I would suggest that you ftp the mail_logs that pertain to that time to a workstation and open up one of those files in Wordpad/Textpad and just follow a few of the ICID's and see what's occurring. Sometimes examining the logs for a 30 minute time span is more informative then just grepping for the file..

Pat_ironport
Level 1
Level 1

To be honest: I don't know.
I'm only sure, that we don't have changed anything around DNS.
(I had a similar question about this fact here: https://www.ironportnation.com/forums/viewtopic.php?t=642 )
How could I check this more detailed?

We don't have any issues sending/receiving mails, if the sendmail-gateway from our ASP is working, so we didn't had a reason to follow it.. :oops:

@kluu:
"Sometimes examining the logs for a 30 minute time span is more informative then just grepping for the file.."
What exactly should I looking for?
(I have openend the mail-log in my UltraEdit, but I'm not that familiar with parsing/detecting a perfect mailflow).

pvdberg00
Level 1
Level 1

Pat, what version of aSyncOS do you use ? If you are using version 6 with on box tracking you can check that specific period.

Pat_ironport
Level 1
Level 1

Unfortunately, our (two) C100 are not capable to do this 'on box tracking'.
And our management doesn't acceppt my reasons to upgrade to a machine-type that would help me on this issue. :?

Maybe next year ... :(

Hi Pat,
Add the IP Address of your appliance into the relaylist, I'm guessing that you are using hostname information in the Sendergroup on your outbound listener.
And what seems to be happening is that DNS couldn't do a reverse lookup so it rejected your connection.
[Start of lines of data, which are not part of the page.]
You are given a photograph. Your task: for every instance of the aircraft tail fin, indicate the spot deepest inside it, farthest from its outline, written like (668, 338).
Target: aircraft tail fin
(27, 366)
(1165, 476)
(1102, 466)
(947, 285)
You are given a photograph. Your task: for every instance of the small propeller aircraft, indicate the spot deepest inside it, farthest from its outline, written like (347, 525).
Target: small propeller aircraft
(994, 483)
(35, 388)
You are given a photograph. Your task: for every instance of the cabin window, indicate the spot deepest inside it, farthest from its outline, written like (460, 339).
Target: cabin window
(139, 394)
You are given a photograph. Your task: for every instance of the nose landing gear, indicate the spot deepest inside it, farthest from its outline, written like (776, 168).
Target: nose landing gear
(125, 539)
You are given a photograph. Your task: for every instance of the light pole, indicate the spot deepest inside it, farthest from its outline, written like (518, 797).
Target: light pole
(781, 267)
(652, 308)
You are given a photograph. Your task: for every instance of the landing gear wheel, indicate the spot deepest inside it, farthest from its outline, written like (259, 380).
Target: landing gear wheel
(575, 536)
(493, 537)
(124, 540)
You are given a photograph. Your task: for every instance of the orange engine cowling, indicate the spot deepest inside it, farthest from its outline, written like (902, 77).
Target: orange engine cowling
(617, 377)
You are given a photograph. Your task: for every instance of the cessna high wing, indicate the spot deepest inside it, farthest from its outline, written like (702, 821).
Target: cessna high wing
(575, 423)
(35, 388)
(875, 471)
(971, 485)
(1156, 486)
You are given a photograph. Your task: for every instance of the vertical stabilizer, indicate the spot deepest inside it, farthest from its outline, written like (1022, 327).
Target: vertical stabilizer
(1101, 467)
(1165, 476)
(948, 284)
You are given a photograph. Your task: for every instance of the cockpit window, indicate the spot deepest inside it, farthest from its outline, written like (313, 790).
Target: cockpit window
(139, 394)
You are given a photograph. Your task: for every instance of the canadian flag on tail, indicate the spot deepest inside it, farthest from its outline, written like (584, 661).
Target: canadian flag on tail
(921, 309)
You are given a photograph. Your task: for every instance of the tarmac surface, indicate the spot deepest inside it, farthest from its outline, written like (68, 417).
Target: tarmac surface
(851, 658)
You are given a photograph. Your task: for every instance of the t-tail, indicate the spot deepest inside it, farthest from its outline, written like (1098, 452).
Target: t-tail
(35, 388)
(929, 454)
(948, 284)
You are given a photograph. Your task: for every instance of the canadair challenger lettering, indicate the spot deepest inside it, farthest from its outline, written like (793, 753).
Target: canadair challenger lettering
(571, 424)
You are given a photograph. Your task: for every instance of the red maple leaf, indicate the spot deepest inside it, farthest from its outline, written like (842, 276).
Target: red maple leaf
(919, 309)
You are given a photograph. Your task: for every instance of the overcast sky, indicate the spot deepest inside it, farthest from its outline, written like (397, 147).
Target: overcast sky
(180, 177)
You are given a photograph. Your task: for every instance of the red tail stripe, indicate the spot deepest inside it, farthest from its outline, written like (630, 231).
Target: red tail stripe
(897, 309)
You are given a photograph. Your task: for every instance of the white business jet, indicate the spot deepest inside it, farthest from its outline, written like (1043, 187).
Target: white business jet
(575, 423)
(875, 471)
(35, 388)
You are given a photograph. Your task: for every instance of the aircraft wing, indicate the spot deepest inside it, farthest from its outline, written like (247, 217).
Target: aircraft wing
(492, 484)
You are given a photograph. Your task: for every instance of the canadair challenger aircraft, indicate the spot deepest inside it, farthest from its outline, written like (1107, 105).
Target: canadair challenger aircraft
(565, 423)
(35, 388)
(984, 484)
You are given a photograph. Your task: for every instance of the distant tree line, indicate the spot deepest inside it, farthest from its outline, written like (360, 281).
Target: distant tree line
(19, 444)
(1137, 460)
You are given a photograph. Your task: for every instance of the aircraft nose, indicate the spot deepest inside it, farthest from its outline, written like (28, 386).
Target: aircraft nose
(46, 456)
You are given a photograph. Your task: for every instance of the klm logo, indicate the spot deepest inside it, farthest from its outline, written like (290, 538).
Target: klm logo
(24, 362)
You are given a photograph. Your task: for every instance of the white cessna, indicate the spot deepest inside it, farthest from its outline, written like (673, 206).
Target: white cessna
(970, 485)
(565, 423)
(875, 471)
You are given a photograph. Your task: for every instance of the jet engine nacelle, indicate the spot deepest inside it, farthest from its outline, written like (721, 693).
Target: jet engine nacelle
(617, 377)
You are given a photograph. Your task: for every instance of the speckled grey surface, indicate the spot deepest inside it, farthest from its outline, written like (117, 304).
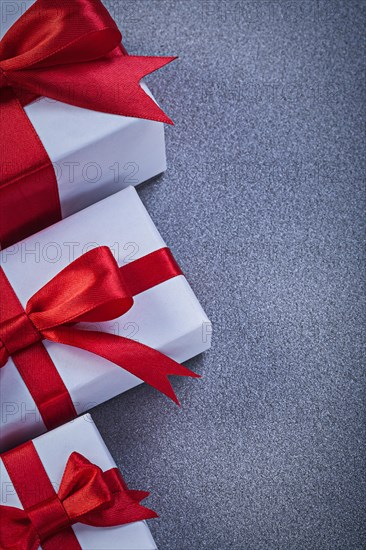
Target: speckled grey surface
(263, 205)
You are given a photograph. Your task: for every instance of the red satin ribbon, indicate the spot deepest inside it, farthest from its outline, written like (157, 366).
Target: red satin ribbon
(86, 495)
(70, 51)
(91, 289)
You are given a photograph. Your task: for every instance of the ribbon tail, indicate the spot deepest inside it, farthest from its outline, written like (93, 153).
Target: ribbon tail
(16, 531)
(146, 363)
(110, 85)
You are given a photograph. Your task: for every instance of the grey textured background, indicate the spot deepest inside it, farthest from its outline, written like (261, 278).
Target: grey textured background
(263, 206)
Please let me know if this works

Pat_ironport
Level 1
Level 1

@monkeymadness: Thank you for the hint.
Where exactly do I have to add the IP from our IronPorts?
Which relaylist do you mean? :oops:

I'm guessing that you are using hostname information in the Sendergroup on your outbound listener. 
How can I check that?

Just to be sure:
After restarting a certain process by our ASP, all the mails were processed as usual.

Should I add the IP-address regardless of the above fact?
Thank you for your help :!:

Go to the HAT Overview from the Mail Policies tab, now it depends if you have 2 listeners or not, if you have 1 listener then you should see a Sendergroup called "RelayList" click on that and add in your IP in there as a sender.
If you have 2 listeners then from the HAT Overview, you select the drop down list and select "Outboundmail" you will see a sendergoup called "Relaylist" and you can add in the IP address there.

Pat_ironport
Level 1
Level 1

We have 2 Listener. On the "Outgoing Mail" Listener we have 2 Sendergroups:
1) RELAYLIST with Mail Flow Policy RELAYED
2) ALL with Mail Flow Policy BLOCKED

In the RELAYLIST we have already added all the IP-Adresses from all our internal Exchange-Servers.

Is this the point, where I have to add the two IP-Adresses from our two IronPorts?

You wrote earlier:

I'm guessing that you are using hostname information in the Sendergroup on your outbound listener.  
How can I check that?

Thanks again for your patience and your help!